Is there a significant difference in the average annual Overtime Pay earned by employees in the Department of Police compared to the Fire and Rescue Services?
This analysis utilizes the Employee Salaries dataset sourced from the Montgomery County Open Data Portal. The original dataset contains 10,632 observations tracking county workforce earnings. This study focuses specifically on two departments to compare compensation profiles:
Department Name: Categorical variable used to group
observations (Police vs. Fire and Rescue).2025 Overtime Pay: Quantitative variable representing
the numerical annual dollar amount earned in overtime by each
employee.# Load dataset
salary_data <- read.csv("Employee_Salaries_-_2025_20260421.csv")
# 2 Required EDA functions to understand the data
str(salary_data)
## 'data.frame': 10632 obs. of 8 variables:
## $ Department : chr "ABS" "CUS" "DGS" "CEX" ...
## $ Department.Name : chr "Alcohol Beverage Services" "Community Use of Public Facilities" "Department of General Services" "Offices of the County Executive" ...
## $ Division : chr "ABS 85 IT Administration" "CUS 70 Finance and Administrative Support Team" "DGS 36 Fleet Management Services" "CEX 15 Chief Administrative Officer's Office" ...
## $ Gender : chr "M" "F" "F" "F" ...
## $ Base.Salary : chr "$174,641.65" "$146,133.24" "$90,149" "$207,000" ...
## $ X2025.Overtime.Pay : chr "$0" "$0" "$651.7" "$0" ...
## $ X2025.Longevity.Pay: chr "$0" "$0" "$2,884.02" "$0" ...
## $ Grade : chr "M3" "M3" "16" "EX2" ...
summary(salary_data)
## Department Department.Name Division Gender
## Length:10632 Length:10632 Length:10632 Length:10632
## Class :character Class :character Class :character Class :character
## Mode :character Mode :character Mode :character Mode :character
## Base.Salary X2025.Overtime.Pay X2025.Longevity.Pay Grade
## Length:10632 Length:10632 Length:10632 Length:10632
## Class :character Class :character Class :character Class :character
## Mode :character Mode :character Mode :character Mode :character
# Clean and subset using 3 dplyr functions (filter, mutate, select)
cleaned_data <- salary_data %>%
# 1. Filter for only the two target departments
filter(Department.Name %in% c("Department of Police", "Fire and Rescue Services")) %>%
# 2. Convert character currency ("$1,234.56") into raw clean numeric format
mutate(Overtime_Pay = as.numeric(gsub("[\\$,]", "", X2025.Overtime.Pay))) %>%
# 3. Select only the necessary columns for the analysis
select(Department.Name, Overtime_Pay) %>%
# Remove missing rows if any exist
filter(!is.na(Overtime_Pay))
# Verify cleaned rows
dim(cleaned_data)
## [1] 3146 2
ggplot(cleaned_data, aes(x = Department.Name, y = Overtime_Pay, fill = Department.Name)) +
geom_boxplot(alpha = 0.7, outlier.color = "red", outlier.shape = 1) +
labs(title = "Annual Overtime Pay Distribution by Department",
x = "Department", y = "2025 Overtime Pay ($)") +
theme_minimal() +
theme(legend.position = "none")
# Perform independent two-sample t-test assuming unequal variances (Welch's t-test)

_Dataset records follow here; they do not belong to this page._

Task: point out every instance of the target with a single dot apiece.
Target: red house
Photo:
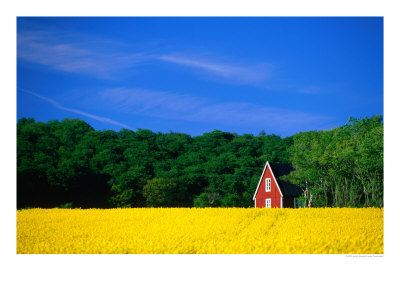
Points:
(273, 192)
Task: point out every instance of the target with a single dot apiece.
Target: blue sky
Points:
(194, 75)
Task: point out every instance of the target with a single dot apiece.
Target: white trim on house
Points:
(259, 182)
(268, 186)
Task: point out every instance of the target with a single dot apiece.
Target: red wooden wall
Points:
(274, 194)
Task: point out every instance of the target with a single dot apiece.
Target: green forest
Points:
(69, 164)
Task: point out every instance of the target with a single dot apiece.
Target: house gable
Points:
(274, 194)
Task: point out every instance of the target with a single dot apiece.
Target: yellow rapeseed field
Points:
(197, 230)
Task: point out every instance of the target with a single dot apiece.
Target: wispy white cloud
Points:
(249, 74)
(76, 111)
(189, 108)
(49, 50)
(73, 53)
(314, 90)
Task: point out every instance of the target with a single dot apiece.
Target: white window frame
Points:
(267, 184)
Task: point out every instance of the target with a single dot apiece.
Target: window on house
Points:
(268, 184)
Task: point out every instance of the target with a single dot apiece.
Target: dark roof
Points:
(287, 188)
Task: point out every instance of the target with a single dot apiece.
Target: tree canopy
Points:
(68, 162)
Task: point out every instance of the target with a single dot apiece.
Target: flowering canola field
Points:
(196, 230)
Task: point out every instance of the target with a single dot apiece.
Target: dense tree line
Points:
(69, 164)
(340, 167)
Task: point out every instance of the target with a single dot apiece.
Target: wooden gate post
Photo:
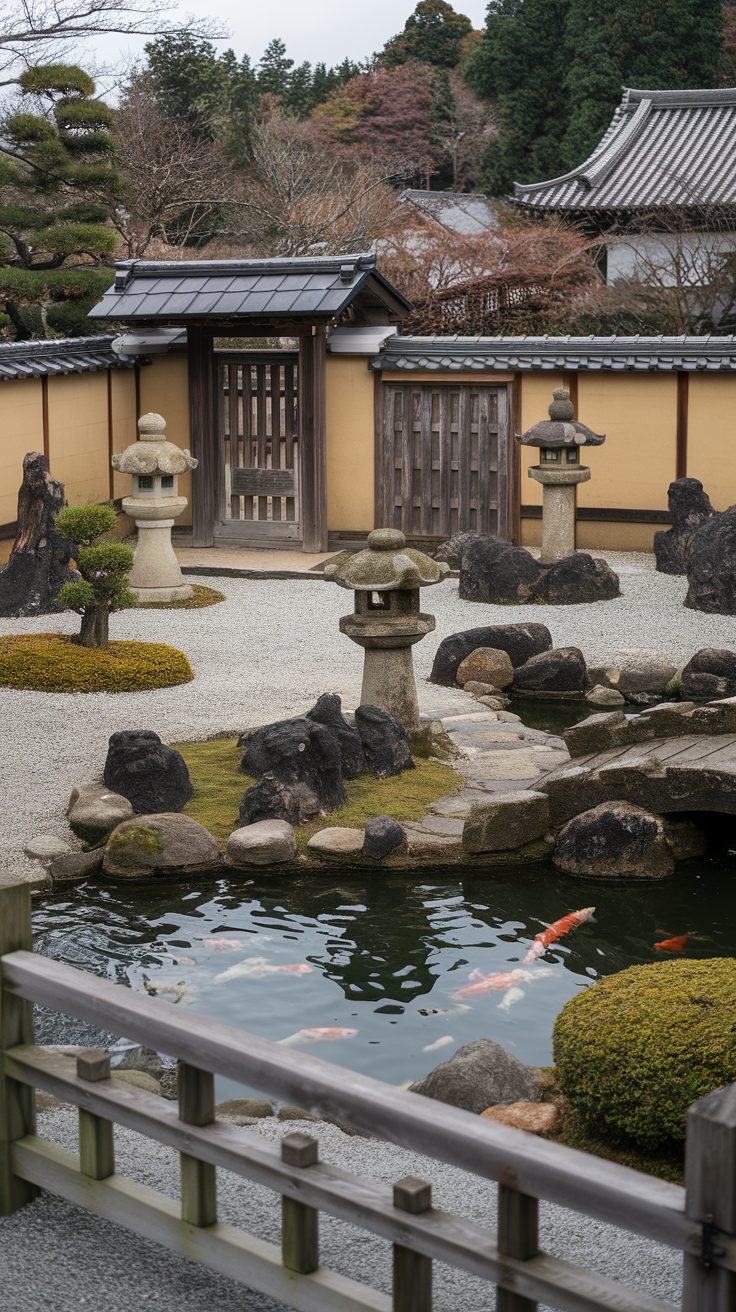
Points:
(710, 1184)
(17, 1101)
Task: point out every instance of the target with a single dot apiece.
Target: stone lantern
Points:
(386, 579)
(559, 471)
(155, 504)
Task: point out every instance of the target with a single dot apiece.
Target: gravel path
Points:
(59, 1258)
(269, 651)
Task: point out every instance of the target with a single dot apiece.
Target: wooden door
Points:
(445, 459)
(257, 448)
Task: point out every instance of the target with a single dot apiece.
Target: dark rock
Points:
(386, 745)
(382, 836)
(299, 753)
(711, 672)
(520, 642)
(40, 560)
(479, 1075)
(328, 711)
(689, 507)
(151, 776)
(558, 671)
(614, 840)
(575, 580)
(711, 566)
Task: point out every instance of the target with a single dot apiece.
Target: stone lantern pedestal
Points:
(155, 504)
(387, 621)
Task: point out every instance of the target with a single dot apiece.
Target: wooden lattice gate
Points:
(445, 459)
(259, 448)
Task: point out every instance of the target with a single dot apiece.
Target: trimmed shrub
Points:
(634, 1051)
(51, 663)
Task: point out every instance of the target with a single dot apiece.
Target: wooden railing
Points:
(701, 1220)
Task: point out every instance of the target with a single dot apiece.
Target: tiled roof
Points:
(61, 356)
(663, 148)
(486, 354)
(308, 287)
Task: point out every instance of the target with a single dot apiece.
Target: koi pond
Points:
(382, 961)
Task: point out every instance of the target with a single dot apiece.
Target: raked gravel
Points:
(59, 1258)
(269, 651)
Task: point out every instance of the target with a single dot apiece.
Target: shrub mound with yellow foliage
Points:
(54, 663)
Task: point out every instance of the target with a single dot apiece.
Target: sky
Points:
(326, 30)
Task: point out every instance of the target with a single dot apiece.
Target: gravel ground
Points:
(57, 1257)
(269, 651)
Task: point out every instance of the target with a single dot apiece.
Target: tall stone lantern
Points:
(155, 466)
(386, 579)
(559, 471)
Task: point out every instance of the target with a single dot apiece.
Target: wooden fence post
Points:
(198, 1178)
(299, 1223)
(17, 1101)
(412, 1271)
(710, 1184)
(518, 1236)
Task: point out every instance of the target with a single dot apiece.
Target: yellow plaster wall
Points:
(711, 436)
(21, 428)
(349, 425)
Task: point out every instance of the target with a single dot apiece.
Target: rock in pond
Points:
(382, 836)
(266, 842)
(614, 840)
(518, 642)
(162, 844)
(95, 811)
(386, 745)
(151, 776)
(479, 1075)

test_results <- t.test(Overtime_Pay ~ Department.Name, data = cleaned_data, alternative = "two.sided")
print(test_results)
##
## Welch Two Sample t-test
##
## data: Overtime_Pay by Department.Name
## t = -8.1392, df = 2785.3, p-value = 5.935e-16
## alternative hypothesis: true difference in means between group Department of Police and group Fire and Rescue Services is not equal to 0
## 95 percent confidence interval:
## -9107.595 -5571.284
## sample estimates:
## mean in group Department of Police mean in group Fire and Rescue Services
## 13922.55 21261.99
Using a significance level of \(\alpha = 0.05\), the Welch two-sample t-test yielded a test statistic of \(t = -8.1392\) with \(df = 2785.3\) and a p-value of \(5.935 \times 10^{-16}\).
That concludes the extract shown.